The Millennial (Gen-Y) stress list:
1. Losing wallet/credit card
2. Arguing with partner
3. Commute/traffic delays
4. Losing phone
5. Arriving late to work
6. Slow WiFi
7. Phone battery dying
8. Forgetting passwords
9. Credit card fraud
10. Forgetting phone charger
11. Losing/misplacing keys
12. Paying bills
13. Job interviews
14. Phone screen breaking
15. Credit card bills
16. Check engine light coming on
17. School loan payments
18. Job security
19. Choosing what to wear
20. Washing dishes
+ Endless war
+ Debt/GDP ratio >1
+ College credential not worth the debt as promised
The Gen-X stress list:
- Nuclear war
- Tornadoes
- Power outage/blizzard
- Starving kids in China
- Cigarettes/secondhand smoke
- Desegregation
- Muggings
- Degree technical obsolescence
- Dot-com bust *and* great recession
The Boomer stress list:
- Polio
- Smallpox
- Nuclear war
- Tornadoes
- Segregation
- Race riots
- Career technical obsolescence
Greatest Generation stress list
- The Great Depression
- 60 million violent deaths between 1939 and 1945
Mr Barnett’s English class was pretty stressful for me. After that being drafted and then shot at were significant emotional events.

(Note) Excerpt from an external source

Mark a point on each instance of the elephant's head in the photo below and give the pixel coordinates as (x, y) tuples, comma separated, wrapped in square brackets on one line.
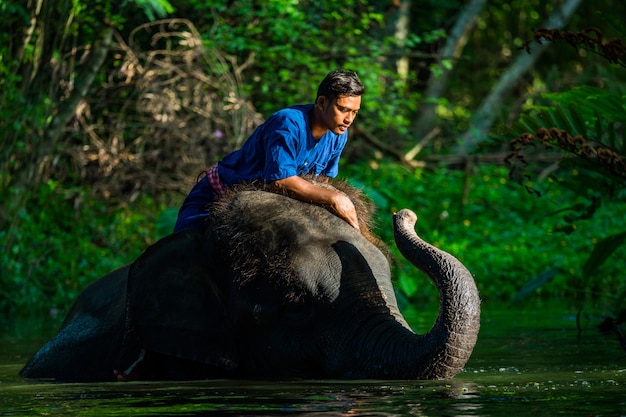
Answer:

Very true. I’m between those two groups and I remember playing outside with sticks and my imagination as a kid and then phones suddenly became a must-have thing for my cohort right around the start of high school. By the end of high school it was smartphones. I actually grew up as the technology changed and saw how much of a difference it made how old you were (and where you were developmentally) when you got your first cell phone and later smartphone. Between ages 12 and 16, one year makes a whole heck of a difference. Now they just stick an ipad in the kids’ hands before they can talk to shut them up when they cry and I can’t imagine that will lead to anything good.

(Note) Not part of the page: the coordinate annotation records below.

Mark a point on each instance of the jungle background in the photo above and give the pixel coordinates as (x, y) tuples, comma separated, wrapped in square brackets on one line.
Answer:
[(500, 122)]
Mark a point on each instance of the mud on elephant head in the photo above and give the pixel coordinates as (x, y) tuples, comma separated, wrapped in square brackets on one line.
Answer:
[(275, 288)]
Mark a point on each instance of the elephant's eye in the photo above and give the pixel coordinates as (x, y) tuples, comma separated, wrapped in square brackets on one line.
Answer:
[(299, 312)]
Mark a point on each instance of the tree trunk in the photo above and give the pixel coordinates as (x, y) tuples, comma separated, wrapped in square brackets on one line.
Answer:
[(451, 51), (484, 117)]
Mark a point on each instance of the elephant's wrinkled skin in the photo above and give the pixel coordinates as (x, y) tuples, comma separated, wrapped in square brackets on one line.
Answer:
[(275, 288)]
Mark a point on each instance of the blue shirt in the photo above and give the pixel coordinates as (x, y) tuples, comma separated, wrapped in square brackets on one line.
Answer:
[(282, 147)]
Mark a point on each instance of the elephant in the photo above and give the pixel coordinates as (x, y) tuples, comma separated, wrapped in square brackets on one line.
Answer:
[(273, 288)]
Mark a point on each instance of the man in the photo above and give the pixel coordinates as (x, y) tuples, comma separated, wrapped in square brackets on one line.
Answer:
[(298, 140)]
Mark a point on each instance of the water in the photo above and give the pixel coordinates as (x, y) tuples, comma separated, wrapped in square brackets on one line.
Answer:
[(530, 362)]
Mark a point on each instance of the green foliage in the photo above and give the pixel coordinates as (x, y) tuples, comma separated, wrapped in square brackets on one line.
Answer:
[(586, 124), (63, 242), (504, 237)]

You had me at “Let’s Mock…”
It was a major source of stress when I found out I qualified as a Millennial. Luckily under the New Rules I can choose to identify as another generation, but I haven’t decided which one yet.

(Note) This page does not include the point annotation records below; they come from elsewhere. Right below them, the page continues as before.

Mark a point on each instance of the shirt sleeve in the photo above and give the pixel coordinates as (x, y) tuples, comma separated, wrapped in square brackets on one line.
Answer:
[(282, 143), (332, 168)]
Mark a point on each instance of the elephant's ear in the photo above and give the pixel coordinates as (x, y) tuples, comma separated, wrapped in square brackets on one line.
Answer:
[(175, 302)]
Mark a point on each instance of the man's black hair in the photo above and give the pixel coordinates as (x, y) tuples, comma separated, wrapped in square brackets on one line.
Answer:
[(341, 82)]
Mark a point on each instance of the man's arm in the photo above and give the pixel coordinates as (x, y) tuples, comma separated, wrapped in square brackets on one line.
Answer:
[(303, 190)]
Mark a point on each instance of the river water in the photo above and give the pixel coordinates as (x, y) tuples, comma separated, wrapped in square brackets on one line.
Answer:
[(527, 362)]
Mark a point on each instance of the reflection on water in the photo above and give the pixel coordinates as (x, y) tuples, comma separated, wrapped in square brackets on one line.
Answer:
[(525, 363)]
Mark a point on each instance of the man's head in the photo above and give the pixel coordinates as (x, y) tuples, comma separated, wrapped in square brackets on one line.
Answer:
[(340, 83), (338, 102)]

Since, according to some measures, I am a millennial* I’m going to add:
– Changes to my favorite browser’s navigation bar.
Although, this intractability might just be sign I’m too old.
Grrrr, I’m still mad. :/
Not enough free detergent pods, and not enough free cell phones for Millennials posting photos of their friends ingesting free detergent pods.
Not enough generalizations for categorizing each generation’s failures.
When I was a 5-year-old boomer, my parents taught me to fear the midnight knock on the door. I don’t see that one in your list.
I fear any knocks on the door. It’s never anything good.
Phone calls are not generally fun either.
Have to agree. Born in 61. My oldest brother was born in 50. The wake of the early boomers heavily impacted my life. From education experiments (no walls schools) to the run up in real estate prices.
Did it ever occur to you that just maybe the ridiculous list of millennial stressors points to the fact that that generation has been robbed of an institution relied on for a millennia as a form of de-stressing? That being religion.
When I was in college, psych 101 was still teaching that religious rituals create in humans a sense of peace and predictability. Modern and post-modern attempts to diminish, impugn, ridicule, and destroy religion has prevented these boomer-educated fledglings from finding solace and stability in the very institutions boomers relied on.
Step One of the Twelve Step program: Admitting you have a problem. Hehe . . .
Personally, I prefer demographer David Foot’s system where generations are defined by the historical events that result in big changes in fertility. e.g. The boomers are defined as those born after the end of World War II but before the legalization of birth control.
We’d probably have to make Roe v. Wade a big event too . . .
I agree. The growing up experiences of my children (born 1985 and 1988) were quite different from the growing up experience of my niece (born at the very end of 1993).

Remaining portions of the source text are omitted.